I was recently on a professional development call about successful job search strategies and heard a remarkable statistic. 80% of all open positions are not published on traditional career boards. That means that every time you peruse sites like Monster, Career Builder and Indeed, you are only seeing 20% of the available job market. In many cases the jobs you interested in have already been filled reducing that number even more. So how do you tap the larger part of the iceberg and find those undisclosed positions? One of the best options is through networking. Here are four ways to expand your network and open doors to new professional opportunities.

Have Agenda-less Meetings Agenda-less meetings are informal conversations. They can be with old colleagues, professors, friends or anyone with whom you have a connection. The whole idea is knowledge sharing; asking questions and sharing perspectives and interests about whatever topics you choose. These folks are your advocates who likely have access to individuals in their own circles that have knowledge and wisdom about career paths and positions that might interest you. Offer to buy somebody a cup of coffee or take them out to lunch. Don't be afraid to ask them for a couple names that you should look up and talk to. The easiest way to expand your network is to leverage what you already have.

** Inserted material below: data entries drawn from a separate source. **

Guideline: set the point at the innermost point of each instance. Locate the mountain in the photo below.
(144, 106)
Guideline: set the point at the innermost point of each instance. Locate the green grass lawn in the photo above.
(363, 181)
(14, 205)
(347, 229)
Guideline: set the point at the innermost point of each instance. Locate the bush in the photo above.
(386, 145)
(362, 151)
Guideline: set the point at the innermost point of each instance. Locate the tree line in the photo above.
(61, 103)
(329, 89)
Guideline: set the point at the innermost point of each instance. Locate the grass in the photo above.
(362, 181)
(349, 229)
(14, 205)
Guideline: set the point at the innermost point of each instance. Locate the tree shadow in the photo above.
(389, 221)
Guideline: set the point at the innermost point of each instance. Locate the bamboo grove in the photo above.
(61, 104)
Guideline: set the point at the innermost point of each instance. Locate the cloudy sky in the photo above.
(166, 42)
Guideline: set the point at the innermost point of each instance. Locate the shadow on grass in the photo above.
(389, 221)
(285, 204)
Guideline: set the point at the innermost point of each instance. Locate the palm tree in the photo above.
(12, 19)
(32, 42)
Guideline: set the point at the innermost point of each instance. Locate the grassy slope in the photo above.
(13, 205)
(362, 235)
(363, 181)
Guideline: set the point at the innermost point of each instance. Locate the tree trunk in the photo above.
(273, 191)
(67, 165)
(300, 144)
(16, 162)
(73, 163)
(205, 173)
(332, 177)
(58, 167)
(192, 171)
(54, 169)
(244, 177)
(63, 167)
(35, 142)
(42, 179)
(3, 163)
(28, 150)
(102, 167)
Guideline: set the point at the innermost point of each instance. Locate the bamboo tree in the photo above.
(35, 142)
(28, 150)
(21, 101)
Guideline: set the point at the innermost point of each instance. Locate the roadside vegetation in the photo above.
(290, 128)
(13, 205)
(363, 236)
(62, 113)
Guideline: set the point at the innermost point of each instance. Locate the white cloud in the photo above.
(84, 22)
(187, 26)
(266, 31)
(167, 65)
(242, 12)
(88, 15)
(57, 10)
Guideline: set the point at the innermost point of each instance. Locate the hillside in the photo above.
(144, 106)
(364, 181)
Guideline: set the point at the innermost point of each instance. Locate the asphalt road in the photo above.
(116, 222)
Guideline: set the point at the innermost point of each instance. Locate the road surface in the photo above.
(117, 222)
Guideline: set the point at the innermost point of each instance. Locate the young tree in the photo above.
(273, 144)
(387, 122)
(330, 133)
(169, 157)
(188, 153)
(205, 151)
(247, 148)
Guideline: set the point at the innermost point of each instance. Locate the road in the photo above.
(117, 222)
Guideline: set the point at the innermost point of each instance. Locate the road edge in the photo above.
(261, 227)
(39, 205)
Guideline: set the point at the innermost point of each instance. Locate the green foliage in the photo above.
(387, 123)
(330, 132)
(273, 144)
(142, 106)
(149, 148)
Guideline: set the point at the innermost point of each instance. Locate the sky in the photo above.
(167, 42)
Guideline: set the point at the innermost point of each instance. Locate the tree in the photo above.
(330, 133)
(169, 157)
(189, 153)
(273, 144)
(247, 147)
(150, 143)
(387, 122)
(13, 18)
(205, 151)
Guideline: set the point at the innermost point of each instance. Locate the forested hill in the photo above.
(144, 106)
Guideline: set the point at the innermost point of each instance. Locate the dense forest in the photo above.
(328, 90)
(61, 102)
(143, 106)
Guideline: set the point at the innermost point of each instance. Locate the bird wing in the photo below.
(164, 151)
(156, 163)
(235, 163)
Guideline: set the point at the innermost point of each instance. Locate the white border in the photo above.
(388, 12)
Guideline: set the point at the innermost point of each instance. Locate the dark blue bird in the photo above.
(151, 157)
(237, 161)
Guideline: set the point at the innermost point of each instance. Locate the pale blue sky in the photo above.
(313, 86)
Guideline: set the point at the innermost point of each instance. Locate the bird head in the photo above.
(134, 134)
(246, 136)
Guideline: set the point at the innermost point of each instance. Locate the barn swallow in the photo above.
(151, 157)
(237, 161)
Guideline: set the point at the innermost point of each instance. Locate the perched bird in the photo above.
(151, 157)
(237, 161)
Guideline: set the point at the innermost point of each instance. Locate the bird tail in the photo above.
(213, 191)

Arrange Informational Interviews The informational interview is a more formal, purposeful way for you to create professional connections. Most of the time these people will be strangers to you and their time is valuable. Interviews should be 15-30 minutes long and should address specific questions about a field, a path or a position. At the end of each conversation you should ask if there are one or more other people they might refer you to help with your professional discovery. Always ask the interviewer how you could return the favor in the future (e.g. offer to make a connection to someone in your network, update them on interesting industry events). Remember that informational interviews can create advocates in your targeted organizations. Referrals account for 27% of all new hires; establishing a professional rapport with an inside person can pay dividends for you down the road.

Join a Professional Group There are thousands of professional groups in all interest areas who have members eager to connect and engage with others for professional and career support. The American Marketing Association, for example, is an organization that brings together marketers, across all specialties, to collaborate and inspire one another. A $250 annual membership fee provides you access to industry knowledge, special interests groups and ~100,000 members. You5 connections can be made in online groups or in-person at conferences and events. Consider joining one.

Attend Professional and Academic Networking Events Formal and informal networking events provide excellent opportunities to make connections. Organizations like Propel Careers provide relaxed, open, moderated forums in beautiful venues that make it easy to exchange business cards and engage people in interesting conversation. Colleges and universities continually sponsor alumni-related events in different regions which you should also consider attending.